YWCA is using its first Christmas appeal to highlight the plight of young women affected by domestic violence over the seasonal period.
The pack, which will be sent out to 5,000 existing supporters, is based around a letter from a young woman who attended one of YWCA's 18 projects to help 18-30 year-olds overcome discrimination and disadvantages.
In the letter, the young woman explains how the domestic abuse suffered by her mother at the hands of her father often worsened around Christmas time, and how the seasonal period was a time of fear and dread rather than something to look forward to.
She goes on to explain how she regained her confidence after attending a YWCA project and meeting and talking to other people in a similar situation.
She ends with a plea to supporters: "If you can give the YWCA a donation, please do. I know that what they do really works - because I'm living proof that young women can change their lives and have something to look forward to."
The charity, which was formerly known as the Young Women's Christian Association, hopes that the personal approach of the letter will reach out to its supporters.
"We commissioned market research over the summer to explore the public perceptions of our work," says Joanna Matthews, director of fundraising at YWCA.
"We found that although the breadth of our work was valued, we needed to give a hook, a simple story, to explain the impact of what we do."
The pack will be mailed at the end of November, and the YWCA hopes to emulate the success that other charities experience with their Christmas appeals.

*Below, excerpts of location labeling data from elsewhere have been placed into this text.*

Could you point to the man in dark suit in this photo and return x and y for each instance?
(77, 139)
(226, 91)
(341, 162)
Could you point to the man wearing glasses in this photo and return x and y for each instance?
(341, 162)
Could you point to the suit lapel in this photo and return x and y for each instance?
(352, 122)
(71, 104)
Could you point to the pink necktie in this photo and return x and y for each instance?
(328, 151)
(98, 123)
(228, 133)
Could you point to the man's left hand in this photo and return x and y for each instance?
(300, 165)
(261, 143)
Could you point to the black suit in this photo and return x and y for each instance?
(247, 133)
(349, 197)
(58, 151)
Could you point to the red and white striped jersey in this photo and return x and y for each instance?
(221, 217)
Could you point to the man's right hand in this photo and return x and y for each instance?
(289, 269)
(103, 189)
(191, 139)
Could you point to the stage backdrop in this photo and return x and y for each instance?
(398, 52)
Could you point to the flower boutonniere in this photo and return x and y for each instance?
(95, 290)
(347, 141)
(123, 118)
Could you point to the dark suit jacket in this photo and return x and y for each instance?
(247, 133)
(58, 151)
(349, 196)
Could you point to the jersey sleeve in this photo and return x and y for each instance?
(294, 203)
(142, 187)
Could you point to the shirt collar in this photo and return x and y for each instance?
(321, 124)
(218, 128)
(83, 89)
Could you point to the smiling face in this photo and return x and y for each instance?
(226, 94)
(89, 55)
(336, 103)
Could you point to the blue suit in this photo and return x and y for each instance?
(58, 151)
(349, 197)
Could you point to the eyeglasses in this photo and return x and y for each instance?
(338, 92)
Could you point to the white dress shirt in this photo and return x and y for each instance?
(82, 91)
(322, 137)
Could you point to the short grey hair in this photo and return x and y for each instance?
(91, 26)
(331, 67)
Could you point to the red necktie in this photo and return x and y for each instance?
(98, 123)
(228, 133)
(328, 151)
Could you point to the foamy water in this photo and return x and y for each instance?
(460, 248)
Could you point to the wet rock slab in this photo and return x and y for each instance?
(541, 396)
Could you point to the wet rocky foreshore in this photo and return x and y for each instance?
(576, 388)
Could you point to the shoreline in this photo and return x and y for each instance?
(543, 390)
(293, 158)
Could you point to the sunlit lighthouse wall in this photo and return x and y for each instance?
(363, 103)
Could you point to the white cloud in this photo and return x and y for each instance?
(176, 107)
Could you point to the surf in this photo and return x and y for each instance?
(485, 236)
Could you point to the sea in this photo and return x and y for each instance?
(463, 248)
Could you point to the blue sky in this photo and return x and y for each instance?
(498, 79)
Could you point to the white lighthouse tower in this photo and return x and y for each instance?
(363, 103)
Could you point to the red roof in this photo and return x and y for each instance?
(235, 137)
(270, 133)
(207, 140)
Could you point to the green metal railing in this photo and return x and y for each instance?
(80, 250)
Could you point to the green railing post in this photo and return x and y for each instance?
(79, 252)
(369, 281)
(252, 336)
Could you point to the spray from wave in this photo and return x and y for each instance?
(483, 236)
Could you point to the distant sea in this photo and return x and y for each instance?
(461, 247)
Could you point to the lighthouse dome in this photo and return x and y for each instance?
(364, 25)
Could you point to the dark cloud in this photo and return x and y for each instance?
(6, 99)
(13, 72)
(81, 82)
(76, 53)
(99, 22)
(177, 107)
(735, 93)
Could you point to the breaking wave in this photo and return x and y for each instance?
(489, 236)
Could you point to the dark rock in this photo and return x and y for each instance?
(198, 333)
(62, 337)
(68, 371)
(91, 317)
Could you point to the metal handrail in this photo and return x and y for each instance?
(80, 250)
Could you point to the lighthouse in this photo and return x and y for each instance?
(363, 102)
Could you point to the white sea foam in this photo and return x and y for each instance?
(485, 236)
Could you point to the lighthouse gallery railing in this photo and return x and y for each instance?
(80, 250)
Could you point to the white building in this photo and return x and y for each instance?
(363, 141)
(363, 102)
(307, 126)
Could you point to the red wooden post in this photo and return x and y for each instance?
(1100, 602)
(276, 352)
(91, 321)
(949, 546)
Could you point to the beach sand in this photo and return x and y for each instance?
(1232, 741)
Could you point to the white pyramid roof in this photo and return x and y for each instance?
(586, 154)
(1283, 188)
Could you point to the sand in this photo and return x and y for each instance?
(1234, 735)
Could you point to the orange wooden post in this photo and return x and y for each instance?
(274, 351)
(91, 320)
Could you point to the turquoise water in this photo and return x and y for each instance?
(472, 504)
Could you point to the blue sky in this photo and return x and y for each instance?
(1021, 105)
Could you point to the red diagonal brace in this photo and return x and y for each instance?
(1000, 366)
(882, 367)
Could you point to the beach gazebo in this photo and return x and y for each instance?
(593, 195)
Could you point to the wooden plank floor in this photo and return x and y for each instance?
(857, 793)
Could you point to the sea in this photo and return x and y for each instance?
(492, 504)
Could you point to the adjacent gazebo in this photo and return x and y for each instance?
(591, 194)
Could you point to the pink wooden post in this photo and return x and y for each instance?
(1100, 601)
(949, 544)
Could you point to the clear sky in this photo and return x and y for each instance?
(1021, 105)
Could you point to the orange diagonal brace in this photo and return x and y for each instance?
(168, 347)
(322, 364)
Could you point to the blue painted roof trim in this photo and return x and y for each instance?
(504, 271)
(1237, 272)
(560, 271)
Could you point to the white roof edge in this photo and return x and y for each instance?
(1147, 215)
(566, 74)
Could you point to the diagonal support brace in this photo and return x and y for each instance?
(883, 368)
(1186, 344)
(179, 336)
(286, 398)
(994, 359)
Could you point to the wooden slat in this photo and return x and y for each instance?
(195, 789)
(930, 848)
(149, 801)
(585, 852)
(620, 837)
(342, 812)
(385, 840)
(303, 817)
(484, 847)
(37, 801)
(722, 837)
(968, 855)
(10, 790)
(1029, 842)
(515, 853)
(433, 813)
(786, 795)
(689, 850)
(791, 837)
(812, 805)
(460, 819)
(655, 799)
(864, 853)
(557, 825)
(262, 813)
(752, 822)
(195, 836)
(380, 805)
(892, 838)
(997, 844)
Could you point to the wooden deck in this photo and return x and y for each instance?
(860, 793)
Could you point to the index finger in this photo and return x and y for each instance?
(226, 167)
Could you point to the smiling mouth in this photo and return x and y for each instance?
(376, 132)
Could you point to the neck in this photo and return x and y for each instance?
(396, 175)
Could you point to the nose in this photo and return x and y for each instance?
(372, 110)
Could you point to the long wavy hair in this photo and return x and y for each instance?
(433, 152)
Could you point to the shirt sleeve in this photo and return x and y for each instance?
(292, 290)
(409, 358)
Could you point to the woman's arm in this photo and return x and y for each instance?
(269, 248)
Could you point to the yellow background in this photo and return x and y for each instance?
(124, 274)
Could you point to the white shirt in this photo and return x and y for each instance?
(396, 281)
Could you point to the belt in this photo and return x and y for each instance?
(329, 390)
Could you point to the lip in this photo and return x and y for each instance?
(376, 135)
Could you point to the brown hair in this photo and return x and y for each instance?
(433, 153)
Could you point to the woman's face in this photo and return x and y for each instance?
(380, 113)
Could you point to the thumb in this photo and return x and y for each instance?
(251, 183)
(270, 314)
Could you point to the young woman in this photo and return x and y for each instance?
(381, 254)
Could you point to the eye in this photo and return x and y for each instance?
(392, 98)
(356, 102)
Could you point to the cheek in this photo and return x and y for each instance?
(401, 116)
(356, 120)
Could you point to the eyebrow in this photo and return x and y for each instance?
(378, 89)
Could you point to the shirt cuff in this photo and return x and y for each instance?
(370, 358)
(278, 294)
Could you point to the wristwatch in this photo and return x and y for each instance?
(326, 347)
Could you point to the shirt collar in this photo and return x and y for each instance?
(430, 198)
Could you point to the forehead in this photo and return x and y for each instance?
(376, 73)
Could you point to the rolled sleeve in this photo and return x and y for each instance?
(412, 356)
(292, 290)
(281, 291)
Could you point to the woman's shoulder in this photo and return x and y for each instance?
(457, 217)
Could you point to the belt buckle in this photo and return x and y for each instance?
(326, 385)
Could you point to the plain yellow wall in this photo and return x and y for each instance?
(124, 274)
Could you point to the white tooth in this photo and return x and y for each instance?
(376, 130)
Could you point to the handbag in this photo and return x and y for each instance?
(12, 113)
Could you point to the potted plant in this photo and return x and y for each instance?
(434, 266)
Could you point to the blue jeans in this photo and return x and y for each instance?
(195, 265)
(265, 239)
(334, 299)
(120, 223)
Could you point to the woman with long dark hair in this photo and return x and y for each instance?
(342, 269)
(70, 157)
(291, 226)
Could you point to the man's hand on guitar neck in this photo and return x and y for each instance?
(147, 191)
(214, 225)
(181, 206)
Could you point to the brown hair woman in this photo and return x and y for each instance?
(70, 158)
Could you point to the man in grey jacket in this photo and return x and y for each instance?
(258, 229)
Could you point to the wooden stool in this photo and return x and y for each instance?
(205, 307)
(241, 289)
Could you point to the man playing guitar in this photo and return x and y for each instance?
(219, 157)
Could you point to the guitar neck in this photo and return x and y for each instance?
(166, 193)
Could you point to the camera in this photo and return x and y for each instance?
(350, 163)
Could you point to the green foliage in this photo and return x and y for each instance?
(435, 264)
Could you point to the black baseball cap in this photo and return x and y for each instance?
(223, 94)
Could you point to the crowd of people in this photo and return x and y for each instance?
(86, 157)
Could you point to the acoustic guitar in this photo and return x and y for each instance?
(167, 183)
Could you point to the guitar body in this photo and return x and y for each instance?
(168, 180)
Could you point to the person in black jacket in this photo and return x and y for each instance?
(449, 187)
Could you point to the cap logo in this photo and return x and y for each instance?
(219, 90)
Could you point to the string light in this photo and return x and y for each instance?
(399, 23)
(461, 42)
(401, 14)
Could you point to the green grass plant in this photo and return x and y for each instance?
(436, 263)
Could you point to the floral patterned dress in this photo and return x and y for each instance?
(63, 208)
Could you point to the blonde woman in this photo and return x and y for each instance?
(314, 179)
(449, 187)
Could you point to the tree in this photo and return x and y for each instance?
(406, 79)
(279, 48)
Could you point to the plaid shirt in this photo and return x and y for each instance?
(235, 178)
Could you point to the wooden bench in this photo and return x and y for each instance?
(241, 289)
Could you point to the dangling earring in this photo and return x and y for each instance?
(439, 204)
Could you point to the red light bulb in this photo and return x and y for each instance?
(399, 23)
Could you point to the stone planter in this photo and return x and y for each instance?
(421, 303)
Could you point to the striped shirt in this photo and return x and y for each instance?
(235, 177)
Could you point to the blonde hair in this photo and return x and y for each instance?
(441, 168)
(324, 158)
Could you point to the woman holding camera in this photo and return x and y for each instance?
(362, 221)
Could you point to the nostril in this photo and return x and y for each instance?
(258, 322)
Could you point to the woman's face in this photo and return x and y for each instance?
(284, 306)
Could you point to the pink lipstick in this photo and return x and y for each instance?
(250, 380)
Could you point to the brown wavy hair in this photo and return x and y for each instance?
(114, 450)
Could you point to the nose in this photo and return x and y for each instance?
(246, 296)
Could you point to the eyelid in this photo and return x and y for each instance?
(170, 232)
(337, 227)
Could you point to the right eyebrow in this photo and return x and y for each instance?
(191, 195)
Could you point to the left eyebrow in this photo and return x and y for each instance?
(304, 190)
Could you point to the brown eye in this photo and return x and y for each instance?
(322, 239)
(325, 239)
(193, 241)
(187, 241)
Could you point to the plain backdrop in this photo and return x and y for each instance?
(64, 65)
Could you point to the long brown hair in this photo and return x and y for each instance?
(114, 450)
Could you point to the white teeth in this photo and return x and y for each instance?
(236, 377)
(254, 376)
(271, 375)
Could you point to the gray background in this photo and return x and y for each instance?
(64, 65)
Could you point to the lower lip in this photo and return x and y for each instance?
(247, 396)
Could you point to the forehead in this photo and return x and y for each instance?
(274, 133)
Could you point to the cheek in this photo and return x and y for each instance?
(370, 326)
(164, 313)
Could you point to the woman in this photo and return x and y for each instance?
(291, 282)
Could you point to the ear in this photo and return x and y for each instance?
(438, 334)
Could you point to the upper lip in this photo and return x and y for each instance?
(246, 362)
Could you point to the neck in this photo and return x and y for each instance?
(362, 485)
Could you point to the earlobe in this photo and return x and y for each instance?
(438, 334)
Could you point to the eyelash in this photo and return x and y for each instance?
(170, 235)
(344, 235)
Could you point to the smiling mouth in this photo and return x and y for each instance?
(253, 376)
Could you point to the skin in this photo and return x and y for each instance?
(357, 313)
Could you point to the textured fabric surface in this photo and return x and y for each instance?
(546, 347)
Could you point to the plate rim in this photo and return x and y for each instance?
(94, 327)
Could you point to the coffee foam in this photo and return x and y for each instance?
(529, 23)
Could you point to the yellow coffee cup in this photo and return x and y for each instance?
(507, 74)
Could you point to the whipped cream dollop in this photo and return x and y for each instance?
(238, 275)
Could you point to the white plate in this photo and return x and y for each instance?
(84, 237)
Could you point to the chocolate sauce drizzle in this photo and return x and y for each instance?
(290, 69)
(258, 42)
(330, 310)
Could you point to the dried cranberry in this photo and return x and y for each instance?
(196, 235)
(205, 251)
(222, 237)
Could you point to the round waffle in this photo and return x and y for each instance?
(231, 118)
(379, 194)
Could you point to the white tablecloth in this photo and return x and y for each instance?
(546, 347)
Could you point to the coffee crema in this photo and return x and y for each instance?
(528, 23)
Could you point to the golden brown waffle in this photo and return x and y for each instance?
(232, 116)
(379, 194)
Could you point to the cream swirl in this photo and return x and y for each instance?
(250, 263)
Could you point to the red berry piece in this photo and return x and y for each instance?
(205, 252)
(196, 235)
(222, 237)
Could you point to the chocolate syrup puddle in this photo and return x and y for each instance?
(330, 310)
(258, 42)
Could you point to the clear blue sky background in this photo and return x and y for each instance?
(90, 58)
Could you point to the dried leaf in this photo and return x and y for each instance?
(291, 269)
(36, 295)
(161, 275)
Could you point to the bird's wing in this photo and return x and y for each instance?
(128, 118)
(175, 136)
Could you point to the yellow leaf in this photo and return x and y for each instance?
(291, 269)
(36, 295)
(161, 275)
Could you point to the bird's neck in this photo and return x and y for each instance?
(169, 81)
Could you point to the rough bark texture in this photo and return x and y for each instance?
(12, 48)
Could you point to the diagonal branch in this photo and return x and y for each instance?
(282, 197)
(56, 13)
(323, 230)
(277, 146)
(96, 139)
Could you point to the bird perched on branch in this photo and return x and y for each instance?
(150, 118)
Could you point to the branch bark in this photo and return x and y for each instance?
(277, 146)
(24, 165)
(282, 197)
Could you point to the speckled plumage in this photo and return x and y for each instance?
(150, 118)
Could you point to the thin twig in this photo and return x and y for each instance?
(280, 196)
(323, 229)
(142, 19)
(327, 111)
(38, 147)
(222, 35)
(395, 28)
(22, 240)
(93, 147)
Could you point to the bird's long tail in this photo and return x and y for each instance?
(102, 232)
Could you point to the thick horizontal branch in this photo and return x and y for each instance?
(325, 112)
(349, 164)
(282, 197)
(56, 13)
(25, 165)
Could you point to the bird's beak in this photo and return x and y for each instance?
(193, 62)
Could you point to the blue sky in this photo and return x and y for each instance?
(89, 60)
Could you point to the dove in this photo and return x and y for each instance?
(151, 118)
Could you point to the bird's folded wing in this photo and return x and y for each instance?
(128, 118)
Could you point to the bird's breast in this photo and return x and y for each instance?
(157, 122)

"Most charities already have some kind of Christmas appeal, and traditionally it is the most popular time of year to give," says John Barraclough, campaign manager at Catalyst, the agency responsible for the campaign. "For that reason, it seemed like a sensible approach to try."
The appeal asks supporters to make a one-off gift, and explains how £1,000 enables the charity to work with a young woman for three months, £50 pays for weekly confidence-boosting dance or drama sessions and £15 pays for an introductory session for a young woman.
"There are no quick-fix solutions to many of the issues facing young women," says Matthews, "and our donors need to know this so that they can be prepared to make a bigger investment."